Billy gave me a You-are-such-a-dumb-shit look. “BB,” he called to the pretty new bartender, “bring this moron another club soda. Help me sober him up.” He lit a cigarette. “My point,” he said leaning in, “is that in a democracy, ours anyway, you can only really change things from the inside out. Vietnam taught us that. You and I, men of our generation, we learned that. Men like you and me wanted to make things right. We really did. We really did want to make things right. For everybody.”
“That's true,” I said. “But go back and watch Woodstock. Then remember that about 70,000 of those 100,000 hippies voted for Reagan. Twice.”
“You're right,” Billy said. “And I just sat through an English De- partment meeting in which Karen said, ‘Won't a woman run for this committee; I want to vote for a woman’. And Andrea said, ‘I won’t speak against my gender, so—’ and nobody bats a goddamn eye.”
“Everything is the opposite of what it is,” I said, hoping to put an end to it.
“There is only one answer for women if they want to truly break the chains that bind them.” He waited for me to ask the question.
“Probably not a good idea to tell women what they need,” I said.
“You're right, only a woman can know. Forgive me,” he said, reaching for his drink.
I really didn't want to go on with this. He lit another cigarette.
“Did I tell you that Lana and I went to Chicago on our honeymoon?”
“No, you never told me that. Let me buy the next round.” I signaled BB.

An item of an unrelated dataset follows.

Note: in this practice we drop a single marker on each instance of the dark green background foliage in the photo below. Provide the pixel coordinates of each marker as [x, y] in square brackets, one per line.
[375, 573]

“Yeah, Chicago is a great honeymoon town, shopping, hotels, greatest blues in the North, great entertainment, the best. Did I tell you we went to the Oprah Winfrey show?”
I didn't say anything.
“You know,” he whispered, “they divide the audience in half. Outside the entrance to the studio there are signs that designate which side you're to sit on. You didn’t know that, did you? On one side the sign says, 'We don
't need men.' The other side says, 'Why can't men meet our needs?'”

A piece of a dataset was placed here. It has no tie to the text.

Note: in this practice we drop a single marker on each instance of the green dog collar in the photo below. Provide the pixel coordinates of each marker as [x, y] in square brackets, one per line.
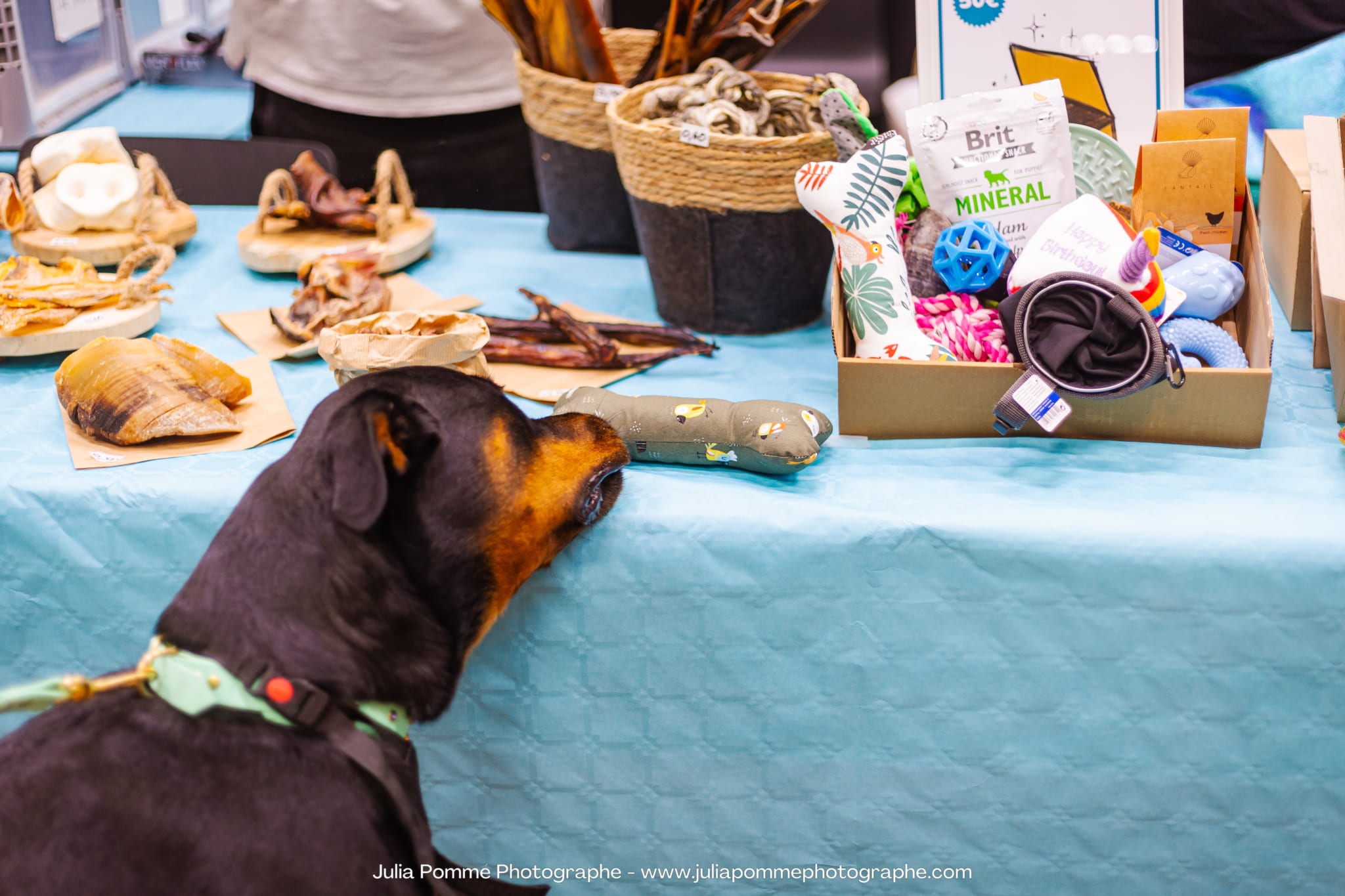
[195, 684]
[187, 681]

“I never miss Oprah,” I said. “I am a great lover of spectacle of every sort. But I don't ever remember seeing you in the audience.”
“Maybe you missed it.”
“Impossible. I know them all by heart, the way some people know every line of dialogue in every Andy Griffith Show.”
“Well you ought to remember this one, then. It was all about PMS.”
“Give it a rest,” I said.
“Okay, but I know what can bridge the gender gap, can free women from the oppression of ages, what would make me adored by women if only I were a woman.” He finished off his drink, then picked up the fresh one when BB slid it before him. “Did I ever tell you I'm a lesbian trapped in a man's body?”
“What's the answer, Billy,” I said.
He stopped, held his drink suspended before him, and looked at me for a second. Slowly, he set his drink on the bar.
“Ask any child expert, and they'll tell you that the essential social characteristics of a person are shaped by the time they are five years old.” He was leaning in now, confidential and serious.
“Yeah,” I say.
“So it's not men who tell them to keep their skirts down, who tell them they have to hide and save what's under there, who teach them sayings like, 'A man's not going to buy the cow when he's getting the milk for free.' Imagine. It's not the father who insists on dressing his daughter in frilly slips or who enrolls her in tap class. Fathers don't make their daughters into bimbo cheerleaders.”
“Would you repeat the question?”
“Women,” he said, “have to teach young girls to kill their mothers. It's the only answer.”